Red Bull boss Christian Horner says Formula 1 needs to move away from one-stop races if it is to avoid boring spectacles like the Belgian Grand Prix.
The Spa-Francorchamps event turned in to a tyre management affair once drivers were forced to make an early switch to the hard compound during a safety car period.
Even podium finisher Max Verstappen said the afternoon had not been an enjoyable one for the cockpit, as he had to focus more on keeping his tyres alive than trying to fight Mercedes.
Race-winner Lewis Hamilton said: "It's not something I particularly enjoy. You want to be able to attack, and push-push-push-push-push, do a stop, push-push-push."
Horner thinks that races where the one-stop is the fastest strategy inevitably lead to situations where drivers go into tyre conservation mode - which is not good for entertainment.

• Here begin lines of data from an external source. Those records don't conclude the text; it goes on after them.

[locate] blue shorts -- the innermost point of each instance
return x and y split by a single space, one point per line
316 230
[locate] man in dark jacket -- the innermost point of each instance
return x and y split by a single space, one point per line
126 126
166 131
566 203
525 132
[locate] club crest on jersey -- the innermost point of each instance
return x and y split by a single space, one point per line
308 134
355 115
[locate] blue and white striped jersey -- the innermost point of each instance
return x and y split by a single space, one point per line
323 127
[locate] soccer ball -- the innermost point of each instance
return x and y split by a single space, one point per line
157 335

"I think one stop races are always boring," said Horner.
"I think that you need to have two to three-stop races. I think that mixes the order up, it mixes the strategy up.

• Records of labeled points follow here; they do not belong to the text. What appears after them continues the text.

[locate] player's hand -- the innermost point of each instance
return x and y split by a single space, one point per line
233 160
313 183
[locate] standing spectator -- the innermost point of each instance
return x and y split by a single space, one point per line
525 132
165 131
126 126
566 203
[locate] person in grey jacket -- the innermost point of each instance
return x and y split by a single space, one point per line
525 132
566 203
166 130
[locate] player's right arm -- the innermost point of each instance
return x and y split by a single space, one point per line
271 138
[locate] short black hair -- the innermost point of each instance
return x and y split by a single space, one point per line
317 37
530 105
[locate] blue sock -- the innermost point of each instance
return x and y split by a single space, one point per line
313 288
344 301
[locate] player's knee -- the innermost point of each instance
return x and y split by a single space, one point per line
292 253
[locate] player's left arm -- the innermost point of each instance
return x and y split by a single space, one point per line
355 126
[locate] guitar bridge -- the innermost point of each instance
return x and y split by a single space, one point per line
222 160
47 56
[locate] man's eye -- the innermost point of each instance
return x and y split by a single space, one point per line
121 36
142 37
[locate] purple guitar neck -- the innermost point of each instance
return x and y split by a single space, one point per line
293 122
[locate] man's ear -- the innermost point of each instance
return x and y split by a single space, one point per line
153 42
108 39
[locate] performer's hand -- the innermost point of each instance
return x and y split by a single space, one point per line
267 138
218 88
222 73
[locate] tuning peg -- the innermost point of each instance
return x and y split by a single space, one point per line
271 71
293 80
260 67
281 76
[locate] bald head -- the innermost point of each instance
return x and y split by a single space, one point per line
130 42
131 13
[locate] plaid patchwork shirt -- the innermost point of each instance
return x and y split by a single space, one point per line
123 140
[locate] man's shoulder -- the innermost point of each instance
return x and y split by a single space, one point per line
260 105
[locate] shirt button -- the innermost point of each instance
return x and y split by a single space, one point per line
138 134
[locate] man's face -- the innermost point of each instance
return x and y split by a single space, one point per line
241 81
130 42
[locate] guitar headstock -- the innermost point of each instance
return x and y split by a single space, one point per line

"And I think that we've always seen that one stop races, where drivers are driving under the tyre, trying to conserve the tyre, it is very tough.
"I think that you need some more variability of strategy in order to create offsets between the cars."

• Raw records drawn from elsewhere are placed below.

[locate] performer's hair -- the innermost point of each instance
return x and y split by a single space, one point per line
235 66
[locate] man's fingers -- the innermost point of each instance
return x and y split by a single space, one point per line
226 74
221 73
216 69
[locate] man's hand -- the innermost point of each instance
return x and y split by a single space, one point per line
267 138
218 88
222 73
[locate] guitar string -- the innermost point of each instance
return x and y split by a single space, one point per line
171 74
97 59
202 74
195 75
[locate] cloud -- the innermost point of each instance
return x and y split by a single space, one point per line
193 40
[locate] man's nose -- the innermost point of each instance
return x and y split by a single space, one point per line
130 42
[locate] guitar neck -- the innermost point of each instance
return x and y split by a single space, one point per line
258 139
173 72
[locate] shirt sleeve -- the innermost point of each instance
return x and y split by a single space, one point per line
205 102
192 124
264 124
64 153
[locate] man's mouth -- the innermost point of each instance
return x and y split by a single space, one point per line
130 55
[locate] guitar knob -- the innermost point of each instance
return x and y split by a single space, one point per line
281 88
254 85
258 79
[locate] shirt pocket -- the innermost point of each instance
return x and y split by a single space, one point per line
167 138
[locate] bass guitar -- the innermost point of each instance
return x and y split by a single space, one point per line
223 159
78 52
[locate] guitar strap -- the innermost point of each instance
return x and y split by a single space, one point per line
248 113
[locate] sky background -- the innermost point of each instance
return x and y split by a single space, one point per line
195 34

Asked if the best way to achieve what he wanted was with Pirelli being more aggressive with its tyre compound choices, Horner said: "In an ideal world. I think the most fundamental thing that we need to do is to increase the amount of strategies that you can go into a race with.
"Pretty much every one elected to take a one stop strategy here [in Belgium]. And that's never going to produce an exciting grand prix."
F1 race director Michael Masi, who is involved in discussions with Pirelli about its products, is not so convinced that one-stops are necessarily the cause of the problem though.
"I think it's probably a bit harsh connecting one-stop races and boring races, because I think we've seen some exciting one-stop races," he said.
"We've also seen some boring two-stop races and some exciting two-stop races. So I think from that perspective, that is not a notion I would support.
"But having said that, the FIA together with Pirelli, F1, the teams and obviously the input of the drivers work together to try and fulfil a number of criteria each year, and it's no secret that Pirelli have been working closely with all of those parties.
"Mario Isola attends the drivers meetings at 4-5 events every year to give an update to the drivers and the teams of where Pirelli is at, and what they're looking to do.
"So I think the evolution of that is that we will continue working together between all of the key stakeholders with F1, the FIA, Pirelli, the drivers and the teams to have a tyre that is fit for purposes."